Charlie had wanted every member of Blue Noise to go to the Mandawarra festival, but it hadn’t worked out that way. Charlie dreamed that Lily Opara would travel down there with him and, under the romantic influence of beach walks and fabulous live music, would realise how much she really loved him. In the end, as everyone could have predicted, Lily didn’t come.
Joel was all set to come until his mum reminded him of his cousin’s wedding that weekend. He couldn’t get out of it because he’d been roped in to play saxophone during the ceremony.
‘Is Lester here yet?’ Ash asked Charlie, as they piled their backpacks into the rear of the landscaping van. Lester had been yabbering nonstop about the festival and which acts he wanted to see most.
‘Negative,’ said Charlie. ‘Bad news there, my friend. Lester rang last night. His grandfather’s really sick. He has to stay here and do family stuff.’

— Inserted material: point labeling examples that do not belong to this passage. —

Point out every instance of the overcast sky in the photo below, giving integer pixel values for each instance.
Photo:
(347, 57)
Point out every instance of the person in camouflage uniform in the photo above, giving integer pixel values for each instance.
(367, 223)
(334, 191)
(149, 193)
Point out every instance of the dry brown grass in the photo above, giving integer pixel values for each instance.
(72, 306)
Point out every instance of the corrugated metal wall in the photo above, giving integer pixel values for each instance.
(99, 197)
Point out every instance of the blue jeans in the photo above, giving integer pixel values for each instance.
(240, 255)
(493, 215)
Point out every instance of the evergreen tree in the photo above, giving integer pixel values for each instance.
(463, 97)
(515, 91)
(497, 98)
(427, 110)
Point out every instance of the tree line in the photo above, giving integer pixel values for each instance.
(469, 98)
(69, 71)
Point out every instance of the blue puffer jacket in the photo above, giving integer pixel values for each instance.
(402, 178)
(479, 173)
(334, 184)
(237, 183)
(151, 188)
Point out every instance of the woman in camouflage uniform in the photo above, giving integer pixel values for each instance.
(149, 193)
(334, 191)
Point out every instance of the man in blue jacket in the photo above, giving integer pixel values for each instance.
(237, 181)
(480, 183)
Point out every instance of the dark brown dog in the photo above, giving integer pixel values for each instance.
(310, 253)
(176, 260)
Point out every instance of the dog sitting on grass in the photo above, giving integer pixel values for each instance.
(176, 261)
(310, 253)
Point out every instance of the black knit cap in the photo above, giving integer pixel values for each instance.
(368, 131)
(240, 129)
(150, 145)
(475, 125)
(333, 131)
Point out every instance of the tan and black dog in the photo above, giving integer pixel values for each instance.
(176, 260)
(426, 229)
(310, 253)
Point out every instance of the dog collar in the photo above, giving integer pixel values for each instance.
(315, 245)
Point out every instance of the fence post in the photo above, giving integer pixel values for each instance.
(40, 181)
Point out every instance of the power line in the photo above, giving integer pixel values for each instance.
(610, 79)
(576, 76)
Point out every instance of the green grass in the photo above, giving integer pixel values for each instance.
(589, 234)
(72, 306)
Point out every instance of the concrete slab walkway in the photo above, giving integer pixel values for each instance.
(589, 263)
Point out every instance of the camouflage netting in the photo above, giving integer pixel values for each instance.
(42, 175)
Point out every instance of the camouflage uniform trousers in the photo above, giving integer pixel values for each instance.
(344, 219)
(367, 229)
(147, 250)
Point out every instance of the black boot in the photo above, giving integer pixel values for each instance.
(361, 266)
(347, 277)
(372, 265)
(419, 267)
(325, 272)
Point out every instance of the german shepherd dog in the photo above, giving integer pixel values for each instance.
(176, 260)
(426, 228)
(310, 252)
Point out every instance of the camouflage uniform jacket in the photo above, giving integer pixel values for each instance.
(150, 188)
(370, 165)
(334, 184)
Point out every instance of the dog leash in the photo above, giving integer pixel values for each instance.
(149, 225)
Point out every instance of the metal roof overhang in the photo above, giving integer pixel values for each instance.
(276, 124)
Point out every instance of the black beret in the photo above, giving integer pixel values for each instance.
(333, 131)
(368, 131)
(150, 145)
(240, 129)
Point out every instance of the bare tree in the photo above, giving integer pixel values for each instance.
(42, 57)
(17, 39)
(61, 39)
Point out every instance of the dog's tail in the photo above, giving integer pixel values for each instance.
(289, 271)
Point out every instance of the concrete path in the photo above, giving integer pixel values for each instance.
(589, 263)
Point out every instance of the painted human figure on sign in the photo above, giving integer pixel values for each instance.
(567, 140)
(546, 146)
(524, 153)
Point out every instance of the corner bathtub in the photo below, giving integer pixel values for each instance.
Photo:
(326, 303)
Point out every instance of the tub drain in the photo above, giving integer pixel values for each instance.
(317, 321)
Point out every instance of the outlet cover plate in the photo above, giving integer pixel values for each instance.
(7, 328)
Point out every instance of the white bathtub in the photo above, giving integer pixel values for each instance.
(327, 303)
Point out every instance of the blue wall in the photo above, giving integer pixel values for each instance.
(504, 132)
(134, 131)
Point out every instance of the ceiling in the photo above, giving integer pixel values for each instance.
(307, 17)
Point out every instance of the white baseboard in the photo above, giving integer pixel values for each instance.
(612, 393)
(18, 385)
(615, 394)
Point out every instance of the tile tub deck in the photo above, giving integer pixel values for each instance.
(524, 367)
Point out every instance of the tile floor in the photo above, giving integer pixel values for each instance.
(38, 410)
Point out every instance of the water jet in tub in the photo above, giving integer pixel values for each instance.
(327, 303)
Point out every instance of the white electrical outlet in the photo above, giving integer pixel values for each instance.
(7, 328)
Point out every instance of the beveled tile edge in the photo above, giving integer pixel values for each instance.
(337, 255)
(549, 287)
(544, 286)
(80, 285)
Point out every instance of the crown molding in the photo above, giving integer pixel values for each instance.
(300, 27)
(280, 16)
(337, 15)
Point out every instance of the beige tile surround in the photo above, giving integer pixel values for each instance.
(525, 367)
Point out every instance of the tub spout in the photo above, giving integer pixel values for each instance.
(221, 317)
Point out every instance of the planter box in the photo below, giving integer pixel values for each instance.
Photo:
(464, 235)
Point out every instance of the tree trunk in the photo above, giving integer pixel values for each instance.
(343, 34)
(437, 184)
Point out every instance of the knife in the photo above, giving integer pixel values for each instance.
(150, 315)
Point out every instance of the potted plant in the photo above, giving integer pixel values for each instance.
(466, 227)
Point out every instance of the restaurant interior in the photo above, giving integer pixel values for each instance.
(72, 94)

In one way, Ash was disappointed Joel and Lester wouldn’t be coming. But in another way – which he would never admit to anyone – he was pleased. This way, it felt as if he was travelling as part of the Novak family, rather than part of the band. Ash sometimes let himself have silly fantasies in which the Novaks adopted him and he could live with them permanently. He felt guilty about having those thoughts, because it was mean and disloyal to his own mum. But the thoughts were still lodged there in his brain.
‘All aboard,’ sang out Vic. ‘We better hit the road.’
Ash climbed into the minibus and was looking for a place to sit when he saw Erin Landers in one of the front window seats. Ash hadn’t seen her arrive. She must have slipped into the bus while he was behind the van.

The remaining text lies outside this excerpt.